Not everything’s bigger in Texas.
For the second straight season, the Gophers are going to the Big Ten’s bowl game with the smallest significance.
Minnesota (8-4) will face Syracuse in the Texas Bowl slated for Dec. 27 at Reliant Stadium in Houston.
After the Gophers’ most successful season in 10 years, some speculated they could at last make it to a more prestigious January bowl game.
But those slots were filled by Michigan State, Ohio State, Wisconsin, Iowa, Michigan and Nebraska.
“You can’t control any of that,” head coach Jerry Kill said of the selection process. “Our control is getting nine wins and winning
a bowl game … [and] whoever gives us the opportunity to do that, we’re excited about it.”
Minnesota won two more regular-season games than last year, but Kill said remaining in the same bowl isn’t necessarily a step back.
The Gophers had a favorable draw last year because Ohio State and Penn State were ineligible for bowls.
“We keep moving up,” Kill said.
While some fans seemed disappointed with the draw, playing in Houston for the second straight year could offer Minnesota a level of comfort.
Gophers senior defensive back Brock Vereen said it’s an advantage that Syracuse won’t have.

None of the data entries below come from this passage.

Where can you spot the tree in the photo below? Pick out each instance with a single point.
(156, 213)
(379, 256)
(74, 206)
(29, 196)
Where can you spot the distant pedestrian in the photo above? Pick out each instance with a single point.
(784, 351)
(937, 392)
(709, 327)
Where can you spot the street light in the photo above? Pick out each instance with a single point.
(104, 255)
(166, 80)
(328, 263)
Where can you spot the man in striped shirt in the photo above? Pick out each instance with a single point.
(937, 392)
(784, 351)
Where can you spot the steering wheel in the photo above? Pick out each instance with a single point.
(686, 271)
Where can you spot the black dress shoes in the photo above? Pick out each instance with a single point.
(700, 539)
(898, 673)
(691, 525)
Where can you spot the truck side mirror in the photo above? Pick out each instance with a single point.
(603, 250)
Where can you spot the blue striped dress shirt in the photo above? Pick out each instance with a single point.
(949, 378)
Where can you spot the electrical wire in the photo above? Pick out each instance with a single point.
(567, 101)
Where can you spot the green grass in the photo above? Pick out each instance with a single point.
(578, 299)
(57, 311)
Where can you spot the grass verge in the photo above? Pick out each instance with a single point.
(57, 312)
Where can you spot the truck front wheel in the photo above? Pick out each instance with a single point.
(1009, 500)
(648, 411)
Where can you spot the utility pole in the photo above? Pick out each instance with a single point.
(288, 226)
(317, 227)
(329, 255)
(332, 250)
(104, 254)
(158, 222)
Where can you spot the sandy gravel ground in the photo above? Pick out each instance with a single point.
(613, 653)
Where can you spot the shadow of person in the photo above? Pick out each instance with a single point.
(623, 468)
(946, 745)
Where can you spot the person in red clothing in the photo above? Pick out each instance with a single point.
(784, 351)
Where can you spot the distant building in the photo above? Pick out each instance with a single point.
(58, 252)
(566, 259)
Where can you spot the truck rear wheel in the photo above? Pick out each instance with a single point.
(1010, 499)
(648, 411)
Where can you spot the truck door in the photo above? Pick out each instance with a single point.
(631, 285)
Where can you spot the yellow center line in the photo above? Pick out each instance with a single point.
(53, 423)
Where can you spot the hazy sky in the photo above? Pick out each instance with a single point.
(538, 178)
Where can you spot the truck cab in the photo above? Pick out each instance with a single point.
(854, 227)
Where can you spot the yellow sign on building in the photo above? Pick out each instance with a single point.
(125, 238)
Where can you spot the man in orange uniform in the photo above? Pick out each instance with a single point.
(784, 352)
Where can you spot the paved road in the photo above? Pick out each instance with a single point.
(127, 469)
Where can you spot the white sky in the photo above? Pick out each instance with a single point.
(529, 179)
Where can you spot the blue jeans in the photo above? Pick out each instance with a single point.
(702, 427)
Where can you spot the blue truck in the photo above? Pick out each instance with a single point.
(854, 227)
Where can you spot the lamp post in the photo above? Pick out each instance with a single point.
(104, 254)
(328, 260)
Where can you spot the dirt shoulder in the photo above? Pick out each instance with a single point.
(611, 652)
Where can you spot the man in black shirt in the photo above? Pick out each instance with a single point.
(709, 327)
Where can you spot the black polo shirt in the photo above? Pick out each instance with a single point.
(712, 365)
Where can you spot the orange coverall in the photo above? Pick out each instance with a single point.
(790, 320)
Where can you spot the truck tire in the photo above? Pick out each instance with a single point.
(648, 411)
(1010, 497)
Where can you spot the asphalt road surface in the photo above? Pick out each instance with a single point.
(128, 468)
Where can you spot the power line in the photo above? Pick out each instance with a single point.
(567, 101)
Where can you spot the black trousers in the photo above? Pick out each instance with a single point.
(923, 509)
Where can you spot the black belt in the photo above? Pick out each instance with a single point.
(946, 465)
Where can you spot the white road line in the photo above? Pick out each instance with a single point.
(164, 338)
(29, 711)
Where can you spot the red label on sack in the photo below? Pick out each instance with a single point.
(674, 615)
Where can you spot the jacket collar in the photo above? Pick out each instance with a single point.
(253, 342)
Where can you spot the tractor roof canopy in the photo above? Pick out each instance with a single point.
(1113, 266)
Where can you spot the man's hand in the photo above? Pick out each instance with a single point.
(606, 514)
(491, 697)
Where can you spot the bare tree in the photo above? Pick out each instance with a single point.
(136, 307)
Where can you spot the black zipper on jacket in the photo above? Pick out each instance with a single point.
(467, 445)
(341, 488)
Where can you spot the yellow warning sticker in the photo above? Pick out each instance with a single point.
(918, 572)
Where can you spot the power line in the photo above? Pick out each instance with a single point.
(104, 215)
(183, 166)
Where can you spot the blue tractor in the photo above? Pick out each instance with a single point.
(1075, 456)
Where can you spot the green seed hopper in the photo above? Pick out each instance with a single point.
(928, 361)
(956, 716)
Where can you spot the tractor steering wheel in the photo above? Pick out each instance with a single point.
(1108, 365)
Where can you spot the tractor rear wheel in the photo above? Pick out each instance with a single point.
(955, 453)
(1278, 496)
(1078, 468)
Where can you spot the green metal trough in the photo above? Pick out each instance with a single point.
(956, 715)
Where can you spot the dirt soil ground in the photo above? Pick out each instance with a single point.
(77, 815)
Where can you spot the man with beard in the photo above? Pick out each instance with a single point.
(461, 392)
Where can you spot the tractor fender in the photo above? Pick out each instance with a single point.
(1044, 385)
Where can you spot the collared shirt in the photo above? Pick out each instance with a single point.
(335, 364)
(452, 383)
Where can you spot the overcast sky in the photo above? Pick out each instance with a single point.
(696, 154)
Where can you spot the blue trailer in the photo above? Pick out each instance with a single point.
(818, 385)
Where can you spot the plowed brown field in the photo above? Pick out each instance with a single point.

“We’ve been in that city, we practiced at that high school field, we’ve played in that stadium,” Vereen said.
There are also 12 players on the Gophers’ roster that hail from Texas, including junior running back David Cobb. Cobb grew up in Killeen, Texas, 196 miles from Houston.
Cobb said he expects that he and his cousin on the team — junior linebacker Damien Wilson — will have family in attendance.
“I’ll be ready to play in front of the home crowd and my family,” Cobb said. “I’m pretty sure between me and Damien, we’ll have a pretty good home crowd.”
While Syracuse won’t be as familiar with Houston as the Gophers, it will be familiar with Minnesota’s coaching staff.
Syracuse head coach Scott Shafer was a defensive coordinator at Northern Illinois from 1996-2003, before Kill became head coach of Northern Illinois in 2008.
While Shafer was at Northern Illinois, Kill was coaching at Southern Illinois.
“He’s familiar with us because we’ve known him, and we’re familiar with coach [Schafer],” Kill said. “That makes it interesting.”
A few weeks ago, Minnesota was still in contention for the Rose Bowl and was projected to have its season culminate in a prestigious bowl.
But after tough losses to ranked Wisconsin and Michigan State, the Gophers weren’t appealing enough to go to a January bowl game.
“If people feel that way, then we can go into this game with a chip on our shoulder,” Vereen said, “[and] make sure that people know next year … this team is to be taken seriously.”